Pour la Mac, en revanche, lorsque j'essaie de me connecter en Wifi, j'entre la clé wep et un message m'indique "une erreur s'est produite lors de la connection". J'ai tenté, retenté, reretenté, en vain.

Néanmoins, j'arrive à accéder à internet si le branche le mac par le cable ethernet.

- si je branche le PC seul en cable ethernet ou wifi, pas de soucis
- si je branche le mac seul en ethernet, pas de soucis, en wifi, impossible, c'est toujours le même message

- si je connecte le PC en wifi et le MAC en ethernet en même temps, aucun soucis non plus.
- Mais évidemment, quand je veux connecter le mac en wifi (que le PC soit en ethernet ou wifi dans le même temps) c'est encore ce message d'erreur.

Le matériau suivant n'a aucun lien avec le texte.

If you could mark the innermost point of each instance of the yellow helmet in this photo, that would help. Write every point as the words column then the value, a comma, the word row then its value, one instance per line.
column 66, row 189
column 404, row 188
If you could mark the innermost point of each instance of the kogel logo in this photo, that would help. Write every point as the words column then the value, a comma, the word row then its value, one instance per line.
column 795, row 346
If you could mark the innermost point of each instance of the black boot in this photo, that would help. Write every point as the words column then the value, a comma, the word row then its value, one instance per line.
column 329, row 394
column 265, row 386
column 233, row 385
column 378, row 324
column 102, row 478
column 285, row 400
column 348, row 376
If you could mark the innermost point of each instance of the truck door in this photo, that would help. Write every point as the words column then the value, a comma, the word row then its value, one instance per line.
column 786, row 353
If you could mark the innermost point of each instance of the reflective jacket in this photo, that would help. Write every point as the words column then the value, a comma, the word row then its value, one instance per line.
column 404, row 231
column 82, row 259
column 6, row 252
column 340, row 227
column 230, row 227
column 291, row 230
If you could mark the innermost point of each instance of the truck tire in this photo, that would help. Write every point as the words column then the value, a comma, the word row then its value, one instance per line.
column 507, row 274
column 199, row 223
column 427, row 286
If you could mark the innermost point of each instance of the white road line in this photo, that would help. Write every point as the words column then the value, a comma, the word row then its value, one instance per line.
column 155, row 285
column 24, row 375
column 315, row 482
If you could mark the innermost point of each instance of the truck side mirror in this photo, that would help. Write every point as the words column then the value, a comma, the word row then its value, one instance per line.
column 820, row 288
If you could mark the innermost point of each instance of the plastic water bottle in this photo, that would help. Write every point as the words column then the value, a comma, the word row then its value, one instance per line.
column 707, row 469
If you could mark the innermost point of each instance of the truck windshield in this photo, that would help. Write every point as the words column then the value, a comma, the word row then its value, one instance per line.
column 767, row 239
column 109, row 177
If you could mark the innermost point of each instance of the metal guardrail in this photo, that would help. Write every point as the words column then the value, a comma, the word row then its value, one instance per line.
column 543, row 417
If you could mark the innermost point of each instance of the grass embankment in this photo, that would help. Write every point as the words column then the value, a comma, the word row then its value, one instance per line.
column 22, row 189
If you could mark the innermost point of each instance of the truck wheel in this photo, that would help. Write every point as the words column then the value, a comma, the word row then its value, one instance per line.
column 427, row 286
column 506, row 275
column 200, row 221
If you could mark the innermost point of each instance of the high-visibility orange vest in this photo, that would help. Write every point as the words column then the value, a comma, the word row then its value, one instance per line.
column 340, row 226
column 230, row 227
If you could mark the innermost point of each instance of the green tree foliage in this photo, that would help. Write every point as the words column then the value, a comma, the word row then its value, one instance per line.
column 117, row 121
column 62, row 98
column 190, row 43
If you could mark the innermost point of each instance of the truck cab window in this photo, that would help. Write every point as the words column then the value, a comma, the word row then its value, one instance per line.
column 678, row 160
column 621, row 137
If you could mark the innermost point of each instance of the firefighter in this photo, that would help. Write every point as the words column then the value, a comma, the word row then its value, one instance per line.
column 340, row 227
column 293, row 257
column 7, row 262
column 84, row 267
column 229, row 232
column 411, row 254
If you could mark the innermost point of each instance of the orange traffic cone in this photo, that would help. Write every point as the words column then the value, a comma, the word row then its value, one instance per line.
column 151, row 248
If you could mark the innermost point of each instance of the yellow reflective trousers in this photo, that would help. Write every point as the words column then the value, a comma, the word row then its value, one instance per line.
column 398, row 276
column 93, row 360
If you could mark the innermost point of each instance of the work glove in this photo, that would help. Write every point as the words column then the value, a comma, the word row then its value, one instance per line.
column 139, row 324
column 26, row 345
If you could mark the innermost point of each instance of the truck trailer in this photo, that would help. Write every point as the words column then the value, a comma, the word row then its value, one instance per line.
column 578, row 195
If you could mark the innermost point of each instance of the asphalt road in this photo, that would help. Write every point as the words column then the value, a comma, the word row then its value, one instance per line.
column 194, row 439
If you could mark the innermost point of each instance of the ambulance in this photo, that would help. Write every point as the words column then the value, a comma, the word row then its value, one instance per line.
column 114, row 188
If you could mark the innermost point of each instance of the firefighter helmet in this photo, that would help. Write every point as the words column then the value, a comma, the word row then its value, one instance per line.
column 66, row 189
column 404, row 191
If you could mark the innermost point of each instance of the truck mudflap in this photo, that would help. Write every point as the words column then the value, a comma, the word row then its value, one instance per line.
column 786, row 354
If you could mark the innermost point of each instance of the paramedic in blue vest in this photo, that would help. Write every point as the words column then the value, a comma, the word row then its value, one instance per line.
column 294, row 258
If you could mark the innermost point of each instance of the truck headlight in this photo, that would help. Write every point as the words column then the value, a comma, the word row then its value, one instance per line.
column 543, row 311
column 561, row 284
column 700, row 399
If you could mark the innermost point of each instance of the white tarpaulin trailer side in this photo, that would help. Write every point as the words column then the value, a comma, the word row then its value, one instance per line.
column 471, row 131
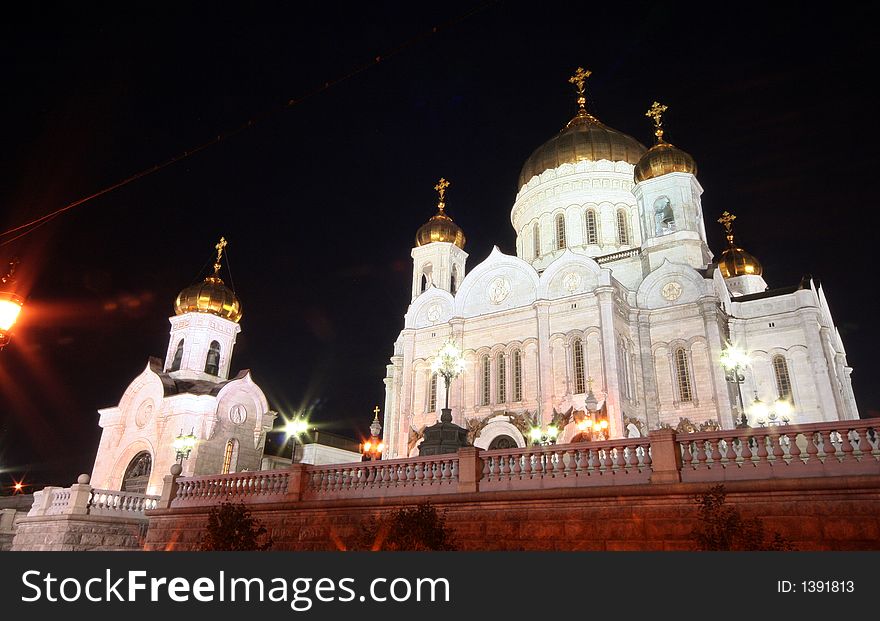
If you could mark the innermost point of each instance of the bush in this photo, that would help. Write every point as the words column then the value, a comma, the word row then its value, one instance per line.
column 723, row 528
column 419, row 528
column 232, row 528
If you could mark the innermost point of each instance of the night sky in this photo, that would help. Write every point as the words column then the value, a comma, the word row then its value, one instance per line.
column 320, row 201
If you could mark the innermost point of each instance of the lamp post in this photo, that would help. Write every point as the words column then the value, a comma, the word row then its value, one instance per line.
column 293, row 428
column 544, row 437
column 734, row 361
column 10, row 304
column 183, row 445
column 449, row 363
column 373, row 448
column 774, row 414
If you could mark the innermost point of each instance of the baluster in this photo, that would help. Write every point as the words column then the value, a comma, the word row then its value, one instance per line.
column 762, row 448
column 716, row 450
column 865, row 447
column 775, row 446
column 686, row 456
column 827, row 445
column 701, row 453
column 846, row 447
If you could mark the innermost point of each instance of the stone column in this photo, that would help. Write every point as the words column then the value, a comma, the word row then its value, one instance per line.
column 649, row 373
column 545, row 364
column 710, row 313
column 609, row 347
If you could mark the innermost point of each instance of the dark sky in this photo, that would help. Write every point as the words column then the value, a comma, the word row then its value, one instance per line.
column 320, row 202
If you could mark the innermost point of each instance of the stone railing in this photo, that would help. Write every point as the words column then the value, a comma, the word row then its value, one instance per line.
column 82, row 499
column 266, row 486
column 836, row 449
column 394, row 477
column 612, row 462
column 784, row 451
column 123, row 504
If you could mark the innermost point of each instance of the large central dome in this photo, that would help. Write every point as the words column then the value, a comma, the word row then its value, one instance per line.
column 584, row 138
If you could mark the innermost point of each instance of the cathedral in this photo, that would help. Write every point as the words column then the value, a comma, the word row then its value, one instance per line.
column 189, row 393
column 614, row 308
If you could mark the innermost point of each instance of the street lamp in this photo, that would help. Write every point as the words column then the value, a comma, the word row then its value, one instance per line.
column 774, row 414
column 373, row 448
column 293, row 428
column 10, row 304
column 183, row 445
column 734, row 360
column 449, row 363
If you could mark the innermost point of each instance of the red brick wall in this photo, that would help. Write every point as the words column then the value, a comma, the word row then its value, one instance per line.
column 834, row 513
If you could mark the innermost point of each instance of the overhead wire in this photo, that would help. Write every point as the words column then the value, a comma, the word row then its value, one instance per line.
column 29, row 227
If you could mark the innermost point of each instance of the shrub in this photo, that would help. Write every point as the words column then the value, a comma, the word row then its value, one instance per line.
column 232, row 528
column 721, row 527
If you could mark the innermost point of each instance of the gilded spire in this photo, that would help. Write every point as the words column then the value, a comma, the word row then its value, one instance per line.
column 579, row 79
column 655, row 113
column 726, row 220
column 220, row 246
column 441, row 190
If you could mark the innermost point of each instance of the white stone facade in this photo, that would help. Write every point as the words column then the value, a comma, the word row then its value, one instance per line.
column 229, row 417
column 628, row 297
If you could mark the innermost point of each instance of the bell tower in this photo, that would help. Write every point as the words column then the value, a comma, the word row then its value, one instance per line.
column 668, row 195
column 438, row 256
column 204, row 328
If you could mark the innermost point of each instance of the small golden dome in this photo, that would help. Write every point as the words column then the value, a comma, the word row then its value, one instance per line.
column 583, row 138
column 211, row 295
column 440, row 227
column 734, row 260
column 663, row 157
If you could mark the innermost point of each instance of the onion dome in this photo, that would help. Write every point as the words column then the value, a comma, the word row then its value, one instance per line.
column 440, row 227
column 663, row 157
column 211, row 295
column 734, row 260
column 583, row 138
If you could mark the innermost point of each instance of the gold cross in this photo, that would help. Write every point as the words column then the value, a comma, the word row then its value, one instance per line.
column 220, row 246
column 726, row 220
column 655, row 112
column 580, row 76
column 441, row 189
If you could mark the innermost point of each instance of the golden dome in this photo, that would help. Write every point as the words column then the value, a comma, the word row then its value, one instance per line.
column 583, row 138
column 440, row 227
column 210, row 296
column 734, row 260
column 663, row 157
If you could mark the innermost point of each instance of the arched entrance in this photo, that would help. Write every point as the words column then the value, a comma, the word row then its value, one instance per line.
column 502, row 442
column 137, row 475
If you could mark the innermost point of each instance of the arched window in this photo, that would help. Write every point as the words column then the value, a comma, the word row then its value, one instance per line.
column 230, row 457
column 212, row 362
column 484, row 388
column 137, row 475
column 536, row 240
column 623, row 368
column 178, row 357
column 577, row 363
column 432, row 393
column 501, row 382
column 560, row 231
column 592, row 236
column 622, row 228
column 683, row 375
column 783, row 379
column 516, row 357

Quelqu'un aurait il une solution? Merci d'avance...


----------



## IgorYandex (28 Septembre 2010)

Bonjour,
j'ai encore tenté aujourd'hui avec le service client numéricable. Ils ont supprimé la clé wep et le mac a pu se connecter. Mais en remettant la clé wep, impossible, le même message d'erreur apparaït. Ils m'ont dit qu'ils ne pouvaient rien faire, que c'était mon mac qui avait un problème pour reconnaître les cryptages...

J'ai tenté alors de le faire avec l'assistant de configuration. Je sélectionne le réseau numéricable, je tape la clé wep et là, il m'indique que le mot de passe wep n'est pas bon. Pourtant je suis certain de ne pas avoir fait d'erreur, j'ai recommencé plusieurs fois.

J'ai même tenté de connecter mon téléphone portable sony ericson et avec ce dernier, tout fonctionne.

Qu'est ce qui ne va pas dans mon mac....


----------



## IgorYandex (28 Septembre 2010)

J'ai fini par trouver la solution tout seul comme un grand... Je la livre pour ceux qui seraient dans le même problème.
J'ai changé la clé WEP pour une clé WPA dans la config du modem. Je ne sais pas pourquoi, mais du coup, le Mac arrive à se connecter en Wifi...


----------